# How to record Acoustic Guitar videos



## johnreelsound (Feb 3, 2008)

Hi there I have just posted part 2 of How to Record Acoustic Guitar http://www.recording-microphones.co.uk/recording-Acoustic-Guitars2.shtml
You can download the studio tracks for the complete song from video10. If you mix them and are proud of your efforts then email a stereo MP3 of your mix to us and I will post it on the site. Have fun

Johnr


----------



## suttree (Aug 17, 2007)

hey that's a good setup you've done there. nice work.


----------



## Graham (Jan 26, 2007)

That was fascinating.

Thanks


----------



## Kenmac (Jan 24, 2007)

Very interesting and informative John. The funny thing is just before I dropped by to check out the site I was reading an article about recording acoustic guitar in Computer Music magazine. One thing they strongly advised against is recording with built in pickups. I've tried out the pickup recording technique myself years ago and it was too "zingy" sounding.
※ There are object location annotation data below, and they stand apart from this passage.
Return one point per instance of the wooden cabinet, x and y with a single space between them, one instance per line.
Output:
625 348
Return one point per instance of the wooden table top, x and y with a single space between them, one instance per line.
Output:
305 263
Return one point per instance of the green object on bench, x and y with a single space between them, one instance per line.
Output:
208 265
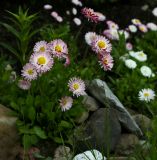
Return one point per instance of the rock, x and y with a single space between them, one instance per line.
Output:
126 144
62 153
99 90
90 103
9 139
90 155
82 118
143 122
102 130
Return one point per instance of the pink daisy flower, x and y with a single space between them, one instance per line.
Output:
42 62
112 25
143 28
29 73
24 84
40 46
77 86
66 103
90 14
101 45
58 48
106 62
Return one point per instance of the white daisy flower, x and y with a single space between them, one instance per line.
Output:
42 62
154 11
77 86
66 103
130 63
141 56
40 46
77 21
152 26
132 28
90 37
146 95
146 71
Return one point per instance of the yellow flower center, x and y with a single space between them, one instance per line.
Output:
41 60
76 86
42 49
102 44
30 71
146 94
58 48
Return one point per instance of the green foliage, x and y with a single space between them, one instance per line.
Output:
21 29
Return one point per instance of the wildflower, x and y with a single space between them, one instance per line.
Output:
112 25
130 63
132 28
42 62
141 56
146 71
47 7
154 11
136 21
129 46
146 95
101 17
90 37
77 86
152 26
90 14
58 48
29 72
40 46
77 2
24 84
74 11
101 45
111 34
143 28
106 62
77 21
66 103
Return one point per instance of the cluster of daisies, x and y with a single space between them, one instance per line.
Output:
42 61
102 47
145 94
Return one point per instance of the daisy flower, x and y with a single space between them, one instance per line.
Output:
130 63
101 45
136 21
58 48
90 37
132 28
106 62
24 84
111 34
143 28
146 95
141 56
66 103
146 71
77 86
112 25
42 62
29 72
90 14
152 26
40 46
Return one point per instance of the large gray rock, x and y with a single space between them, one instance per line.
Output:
101 132
9 139
100 90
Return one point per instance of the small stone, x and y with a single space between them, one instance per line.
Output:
90 103
126 144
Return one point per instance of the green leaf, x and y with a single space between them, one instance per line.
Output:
39 132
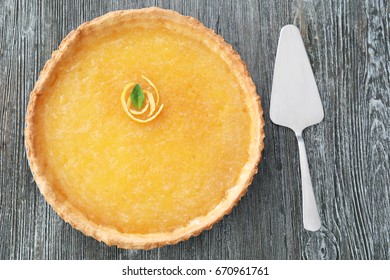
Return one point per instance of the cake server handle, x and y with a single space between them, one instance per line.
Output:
311 218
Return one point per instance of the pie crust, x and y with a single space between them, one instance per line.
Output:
106 233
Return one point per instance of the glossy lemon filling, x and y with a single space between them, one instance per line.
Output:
143 177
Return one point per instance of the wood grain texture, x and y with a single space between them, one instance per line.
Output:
348 43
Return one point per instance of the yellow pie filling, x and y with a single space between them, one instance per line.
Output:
143 177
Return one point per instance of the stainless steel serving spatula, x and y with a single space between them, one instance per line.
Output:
296 104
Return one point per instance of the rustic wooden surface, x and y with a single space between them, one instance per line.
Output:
348 44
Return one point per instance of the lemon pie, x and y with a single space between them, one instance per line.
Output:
144 128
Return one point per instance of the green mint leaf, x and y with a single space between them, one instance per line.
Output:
137 97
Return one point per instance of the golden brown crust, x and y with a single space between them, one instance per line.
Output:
147 241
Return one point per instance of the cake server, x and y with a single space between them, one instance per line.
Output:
296 104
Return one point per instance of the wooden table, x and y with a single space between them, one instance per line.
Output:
348 43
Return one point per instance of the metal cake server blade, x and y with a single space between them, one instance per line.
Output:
296 104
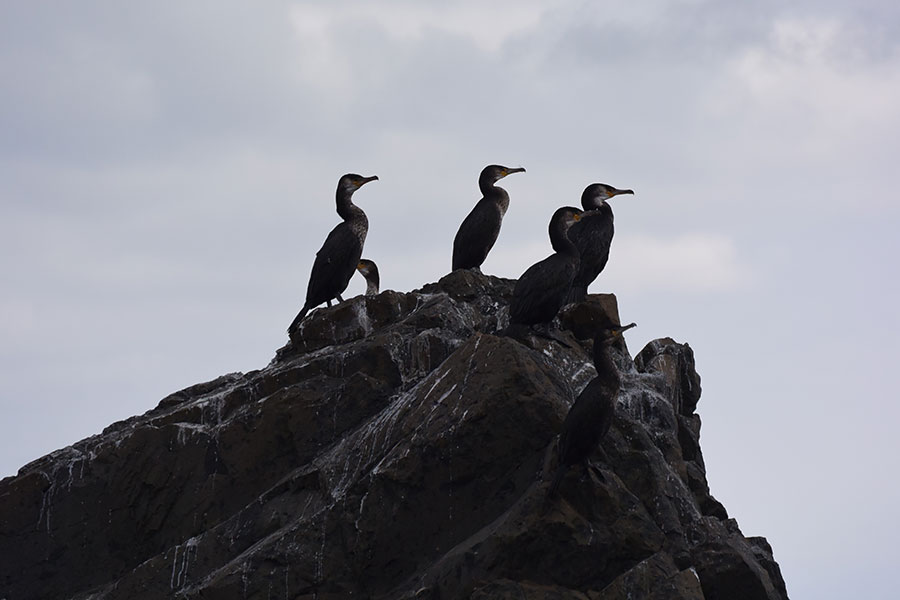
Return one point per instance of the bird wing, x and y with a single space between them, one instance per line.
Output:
476 235
592 235
541 290
334 265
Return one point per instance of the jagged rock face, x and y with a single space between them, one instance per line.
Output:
400 448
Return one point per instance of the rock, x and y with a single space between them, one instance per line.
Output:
397 447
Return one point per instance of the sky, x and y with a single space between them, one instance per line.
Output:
167 173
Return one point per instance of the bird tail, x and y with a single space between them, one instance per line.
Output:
296 322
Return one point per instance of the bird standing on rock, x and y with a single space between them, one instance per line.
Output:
543 288
593 236
479 230
339 256
592 412
369 270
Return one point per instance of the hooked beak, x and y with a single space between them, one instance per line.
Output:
619 330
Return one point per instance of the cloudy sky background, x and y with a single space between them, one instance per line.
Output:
167 173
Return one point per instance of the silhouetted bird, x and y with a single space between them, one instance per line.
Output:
593 235
337 260
543 288
479 230
592 412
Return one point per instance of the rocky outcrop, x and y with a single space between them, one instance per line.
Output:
399 448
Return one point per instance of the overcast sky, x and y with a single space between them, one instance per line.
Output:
167 173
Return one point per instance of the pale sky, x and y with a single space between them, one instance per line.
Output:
167 173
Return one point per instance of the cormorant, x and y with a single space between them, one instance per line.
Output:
369 270
592 412
542 289
479 230
336 261
593 235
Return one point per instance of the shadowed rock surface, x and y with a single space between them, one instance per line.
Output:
401 449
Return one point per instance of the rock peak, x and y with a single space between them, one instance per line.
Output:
397 448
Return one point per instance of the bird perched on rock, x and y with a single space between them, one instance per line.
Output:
479 230
592 412
336 261
543 288
593 236
369 270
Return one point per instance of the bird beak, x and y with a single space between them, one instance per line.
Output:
618 331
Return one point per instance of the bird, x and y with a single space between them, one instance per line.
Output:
339 256
543 288
593 236
479 230
592 413
369 270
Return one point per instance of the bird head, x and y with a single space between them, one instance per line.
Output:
493 173
596 194
352 182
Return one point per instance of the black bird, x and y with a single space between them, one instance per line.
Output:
336 261
593 235
592 412
369 270
543 288
479 230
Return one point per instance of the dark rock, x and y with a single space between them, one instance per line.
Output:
397 447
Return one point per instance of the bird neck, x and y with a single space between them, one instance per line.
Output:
495 193
603 363
348 211
559 239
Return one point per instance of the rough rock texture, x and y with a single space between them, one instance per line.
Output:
401 449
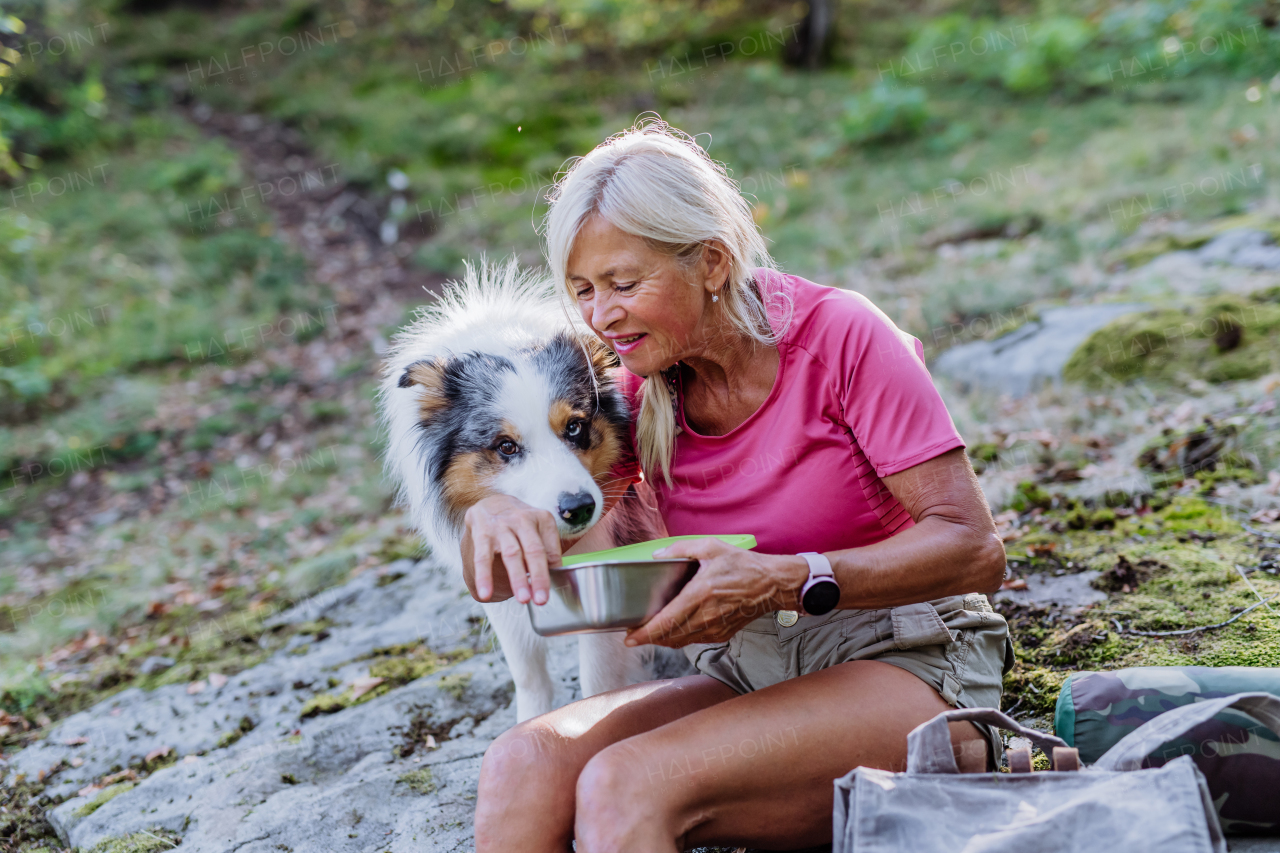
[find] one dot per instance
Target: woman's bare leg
(758, 770)
(526, 802)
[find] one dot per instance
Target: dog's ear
(602, 357)
(429, 375)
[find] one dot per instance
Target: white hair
(656, 182)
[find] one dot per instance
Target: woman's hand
(732, 587)
(522, 538)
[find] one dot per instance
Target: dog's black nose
(576, 509)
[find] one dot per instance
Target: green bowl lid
(644, 550)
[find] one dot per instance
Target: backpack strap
(1136, 746)
(928, 746)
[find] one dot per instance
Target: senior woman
(773, 406)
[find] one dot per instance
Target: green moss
(1165, 570)
(408, 661)
(456, 684)
(1028, 496)
(420, 781)
(103, 798)
(228, 738)
(1217, 340)
(323, 703)
(146, 842)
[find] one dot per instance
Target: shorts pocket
(919, 625)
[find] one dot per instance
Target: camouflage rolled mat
(1239, 756)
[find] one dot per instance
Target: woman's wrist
(792, 573)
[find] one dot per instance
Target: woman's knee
(524, 753)
(613, 776)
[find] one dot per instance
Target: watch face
(822, 597)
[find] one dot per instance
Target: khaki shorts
(959, 646)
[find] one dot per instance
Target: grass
(1183, 557)
(174, 468)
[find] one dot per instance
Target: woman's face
(641, 302)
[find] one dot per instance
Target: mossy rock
(149, 842)
(420, 781)
(1219, 340)
(103, 798)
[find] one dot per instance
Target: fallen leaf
(364, 684)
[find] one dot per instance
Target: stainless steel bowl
(608, 596)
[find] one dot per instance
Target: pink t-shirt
(851, 402)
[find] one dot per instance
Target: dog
(498, 388)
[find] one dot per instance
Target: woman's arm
(504, 539)
(952, 548)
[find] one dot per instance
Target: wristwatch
(821, 593)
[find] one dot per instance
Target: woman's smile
(629, 343)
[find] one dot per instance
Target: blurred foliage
(885, 114)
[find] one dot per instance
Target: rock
(1066, 591)
(155, 664)
(1242, 247)
(1025, 359)
(336, 784)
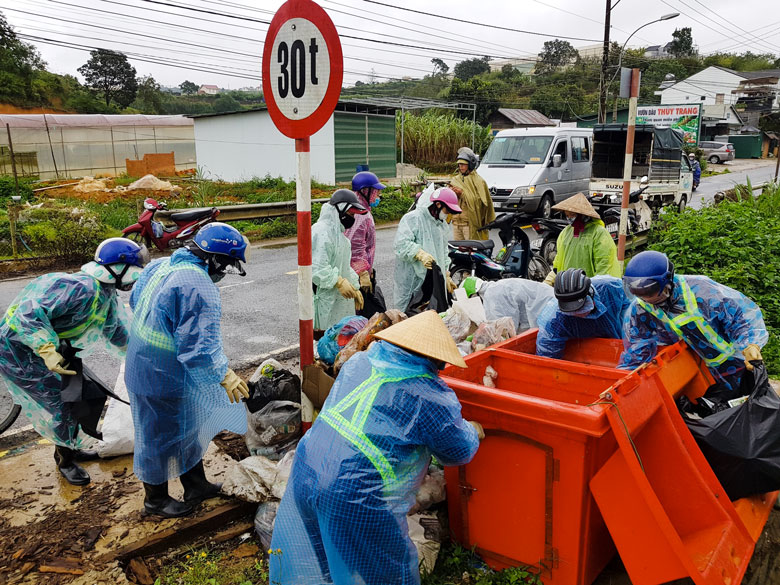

Not natural at all. Mics are definitely the way to go in a studio. Personally I think using built in pickups would be better in a live performance situation with other band members.


----------



## johnreelsound (Feb 3, 2008)

Thanks for the comments guys. I am working on a new post that we made with Graham on the same session recording a nylon strung with a bunch of different mics. Will post it when done.

John


----------